É isso que queremos! Mas, ao deparar com o sofrimento
de Cristo na cruz, tudo muda. Ser pendurado num
madeiro e não sentar-se no trono de Jerusalém? Esse
não podia ser o Messias! Foi assim que com certeza
pensaram. Quais são as provas? Onde estão os milagres
que atestam o que ele diz? Parece que Paulo confrontouse com a dureza do coração.”

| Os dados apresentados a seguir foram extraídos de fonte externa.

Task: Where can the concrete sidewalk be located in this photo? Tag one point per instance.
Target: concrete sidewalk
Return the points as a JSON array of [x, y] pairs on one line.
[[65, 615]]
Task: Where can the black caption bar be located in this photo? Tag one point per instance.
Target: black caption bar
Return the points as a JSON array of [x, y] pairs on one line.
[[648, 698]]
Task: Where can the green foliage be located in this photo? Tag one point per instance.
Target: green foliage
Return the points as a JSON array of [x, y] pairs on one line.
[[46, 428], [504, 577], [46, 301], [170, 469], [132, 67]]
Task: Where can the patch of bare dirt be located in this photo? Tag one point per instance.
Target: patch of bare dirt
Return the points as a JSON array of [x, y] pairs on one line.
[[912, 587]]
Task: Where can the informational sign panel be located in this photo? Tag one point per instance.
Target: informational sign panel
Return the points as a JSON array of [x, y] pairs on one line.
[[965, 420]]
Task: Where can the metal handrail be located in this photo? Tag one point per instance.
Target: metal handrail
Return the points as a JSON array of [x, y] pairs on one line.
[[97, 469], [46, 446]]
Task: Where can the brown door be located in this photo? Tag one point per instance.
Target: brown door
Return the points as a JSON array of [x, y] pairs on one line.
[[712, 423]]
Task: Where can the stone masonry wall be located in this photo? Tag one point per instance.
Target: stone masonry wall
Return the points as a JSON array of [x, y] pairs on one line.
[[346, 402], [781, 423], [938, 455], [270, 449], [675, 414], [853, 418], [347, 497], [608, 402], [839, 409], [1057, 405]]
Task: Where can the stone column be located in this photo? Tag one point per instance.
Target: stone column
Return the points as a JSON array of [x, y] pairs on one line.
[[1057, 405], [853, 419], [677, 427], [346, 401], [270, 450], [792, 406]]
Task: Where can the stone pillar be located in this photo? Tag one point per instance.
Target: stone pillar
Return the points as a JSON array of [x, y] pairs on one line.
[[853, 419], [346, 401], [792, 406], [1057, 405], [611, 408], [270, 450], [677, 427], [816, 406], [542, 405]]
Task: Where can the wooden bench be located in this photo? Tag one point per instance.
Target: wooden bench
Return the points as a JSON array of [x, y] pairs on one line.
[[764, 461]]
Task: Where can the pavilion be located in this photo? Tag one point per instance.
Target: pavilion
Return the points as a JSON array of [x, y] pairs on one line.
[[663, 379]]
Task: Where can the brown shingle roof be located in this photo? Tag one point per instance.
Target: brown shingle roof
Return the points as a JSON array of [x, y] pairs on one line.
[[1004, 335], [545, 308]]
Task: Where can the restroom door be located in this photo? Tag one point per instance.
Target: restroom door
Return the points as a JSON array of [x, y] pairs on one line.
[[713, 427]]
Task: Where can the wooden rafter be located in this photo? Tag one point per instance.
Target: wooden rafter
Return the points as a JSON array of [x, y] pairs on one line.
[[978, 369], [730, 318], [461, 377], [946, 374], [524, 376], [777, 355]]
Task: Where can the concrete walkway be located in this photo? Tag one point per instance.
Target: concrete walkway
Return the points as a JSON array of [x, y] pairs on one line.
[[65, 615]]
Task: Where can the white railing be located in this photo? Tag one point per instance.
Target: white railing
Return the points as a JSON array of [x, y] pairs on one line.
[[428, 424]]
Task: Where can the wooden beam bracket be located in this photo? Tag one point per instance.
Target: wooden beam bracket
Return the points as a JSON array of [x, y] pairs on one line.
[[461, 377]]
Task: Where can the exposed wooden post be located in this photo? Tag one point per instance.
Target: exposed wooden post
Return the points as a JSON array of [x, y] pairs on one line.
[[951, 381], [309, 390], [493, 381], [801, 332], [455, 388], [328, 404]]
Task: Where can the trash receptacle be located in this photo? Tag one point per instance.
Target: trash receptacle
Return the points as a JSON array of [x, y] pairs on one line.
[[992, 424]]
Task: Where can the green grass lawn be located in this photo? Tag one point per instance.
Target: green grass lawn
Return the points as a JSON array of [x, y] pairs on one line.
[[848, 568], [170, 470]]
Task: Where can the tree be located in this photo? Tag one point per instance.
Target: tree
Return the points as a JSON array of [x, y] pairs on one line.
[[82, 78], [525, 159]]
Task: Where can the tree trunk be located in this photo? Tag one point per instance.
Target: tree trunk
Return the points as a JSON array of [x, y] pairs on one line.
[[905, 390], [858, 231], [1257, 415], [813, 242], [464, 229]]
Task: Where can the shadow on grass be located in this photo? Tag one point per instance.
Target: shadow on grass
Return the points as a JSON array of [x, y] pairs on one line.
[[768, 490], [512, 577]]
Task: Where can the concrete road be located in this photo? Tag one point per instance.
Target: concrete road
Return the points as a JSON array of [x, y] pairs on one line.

Estamos no tempo da quaresma. Tempo para meditar
nos sofrimentos e na cruz de Jesus por nós. Conheci um
estudante de teologia que, numa oportunidade de
diálogo, colocou-me a seguinte questão: eu consigo
entender a pregação e os gestos de Jesus ajudando
muita gente em suas andanças pela terra santa, mas não
posso compreender como a morte de Jesus tenha sido
por nós. Qual o sentido da confissão de que Jesus morreu
pelos nossos pecados? Deus não quis a morte do seu
Filho, mas transformou mesmo esta loucura no modo
supremo de falar-nos do seu amor. Ao conhecer o
fracasso em sua própria existência, Jesus está bem
próximo de nós em nossos fracassos. Ao experimentar o
sofrimento e a morte, ele está bem próximo de nós em
nossas cruzes. Mais ainda: ao suportar a Cruz ele
denuncia as cruzes injustas que as pessoas são obrigadas
a carregar. Seu sacrifício foi definitivo, não se justificam
mais os sofrimentos impostos injustamente. A vida depois
da cruz de Jesus é vida na perspectiva da reconciliação –
paz, perdão, vida nova, salvação. Ora, nós cremos nele e
mesmo assim o sofrimento nos atinge! Sim, enquanto
este mundo for mundo, conviverão sombra e luz, mas a
loucura consiste em crer e confessar que a luz vencerá a
escuridão.
Deus escolheu o caminho da cruz, não o da glória e do
poder, para estar bem perto de nós. Em geral os
caminhos que, em nossa sabedoria humana, construímos
para chegar a Deus, o colocam no trono da glória,
apontam seu poder e majestade. O caminho dele para
chegar até nós começa pela humildade da manjedoura,
passa por seu cuidado com os pobres e excluídos,
contesta os poderosos que oprimem, chama ao
arrependimento e assume a cruz como doação em nosso
favor. Neste tempo quaresmal, também quando inciamos
as reflexões sobre um novo tema do ano, “a pergunta
básica a fazer-nos pode ser: Nossa maneira de ser igreja
é um reflexo claro da ação de Deus por intermédio de
Jesus Cristo? (Sempre lembrando que a maneira de Deus
é o caminho da humildade e do serviço.)
“A Quaresma nos oferece a oportunidade de discernir em
oração e em comunidade qual a autêntica sabedoria e a
quem seguir. Deixemo-nos transformar por Deus neste
tempo de preparação.”
A paz de Deus, que supera o nosso entendimento,
guarde nossas mente e corações em Cristo Jesus. Amém.